本記事は、大杉潤氏の著書『定年後のお金の不安を解消するならこの1冊! 定年ひとり起業マネー編』(自由国民社)の中から一部を抜粋・編集しています。
月5万円をずっと稼ぎ続ける「理想の働き方」
定年後に年金生活者になっても、毎月5万円ずつ稼ぎ続けることができれば、「老後2,000万円問題」は存在せず、老後のお金の不安もなくなることは先に述べました。
それだけ日本の公的年金制度は優れた制度で、終身で確定金額の年金を受け取り続けることができるからです。
とくに年金2階部分となる厚生年金が受給できる会社員の方々(6,000万人を超える日本の労働者の大半)にとっては、頼もしい限りです。
では、年金だけでは毎月不足すると言われる5万円をいかにして稼ぎ続けるかということですが、難しいのは70歳以降も続けられるのか、ということです。
定年が70歳まで延長される動きが始まっていますので、これからは多くの方々が70歳までは普通に働くようになり、月5万円を稼ぐのは難しくありません。
ただし、それを75歳、80歳と維持していくのは「雇われる働き方」では難しいでしょう。70歳定年の時点で、働き方を変えるのはハードルが高いのにも関わらず定年が存在する以上、ここで働き方を変えなければ稼ぎを維持することはできません。
そこで私が提唱しているのは、働く期間を三つに分ける「トリプルキャリア」で、最後のサード・キャリアから逆算して(バックキャスティングで)働き方をチェンジしていく考え方です。
具体的には、50代から遅くても60代半ばまでにセカンド・キャリアである「雇われない働き方」にシフトします。
中でも最も易しいのが定年ひとり起業です。
前著『定年起業を始めるならこの1冊! 定年ひとり起業』(自由国民社)に記述したおさらいになりますが、以下の「定年ひとり起業5原則」を踏まえた起業であれば、誰でもリスクを負わず無理なくひとり起業ができます。

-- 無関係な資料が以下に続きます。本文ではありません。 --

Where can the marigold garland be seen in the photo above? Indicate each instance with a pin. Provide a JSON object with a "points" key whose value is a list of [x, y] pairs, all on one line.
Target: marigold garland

- 50代または60代で会社員の経験を活かして起業する
- 人を雇わずに、1人で起業する
- お金を使わないで起業する(事務所を借りない、人を雇わない、初期投資ゼロ)
- 年金プラスアルファの収入(月5〜10万円)を目指す
- 長く働くことを最優先にする
この原則を守る限り、起業というイメージにつきもののお金のリスクとは無縁です。そして長く継続しさえすれば、必ず月5〜10万円くらいの収入を目指すレベルであれば、2〜5年以内には経営が軌道に乗り、安定して収入が得られるようになるでしょう。
ただし、少しだけコツがあります。
ほんのちょっとしたコツですが、その紙一重でうまくいく人といかない人に分かれます。大事な順に列挙すると、次の4つのコツになります。
- ◆好きなことを仕事にすること
◆専門性を3つ以上組み合わせて、オンリーワンの存在になること
◆専門家としての情報発信を継続すること
◆世の中の変化に合わせて、自らの専門性を磨き続けること
どれも大事なコツで、やろうと思えば誰でも簡単なことなのですが、難しく考えてしまう人が会社員には多いのです。
なぜかと言えば、身近に成功したロールモデルという存在がいないから。
会社員の周りには同じような感覚を持った会社員しかいないので、そもそも「好きなことが仕事になる」と言われても信じられません。
私も33年8カ月も会社員をやっていて、そうだったのでよく分かります。
そもそも「好きなこと」なんかとくにないし、分からないという会社員も多いのです。
しかし、身近にいないからイメージできないだけ。だったら本を読んで、先人の生き方に学ぶというのはどうでしょうか。
早稲田大学政治経済学部を卒業、日本興業銀行に22年間勤務したのち東京都に転職して新銀行東京の創業メンバーに。人材関連会社、グローバル製造業の人事、経営企画の責任者を経て、2015年に独立起業。
年間300冊以上のビジネス書を新入社員時代から39年間読み続け累計1万冊以上を読破して、約2,500冊の書評をブログに書いて公開している。
静岡放送SBSラジオ『IPPO』に毎月レギュラー出演のほか、NHK『あしたも晴れ! 人生レシピ』、テレビ朝日『スーパーJチャンネル』に出演。
妻が社長の合同会社ノマド&ブランディング・チーフコンサルタント、株式会社HRインスティテュート・アライアンスパートナー、リ・カレント株式会社・プロフェッショナルパートナー、株式会社カインドウェア顧問。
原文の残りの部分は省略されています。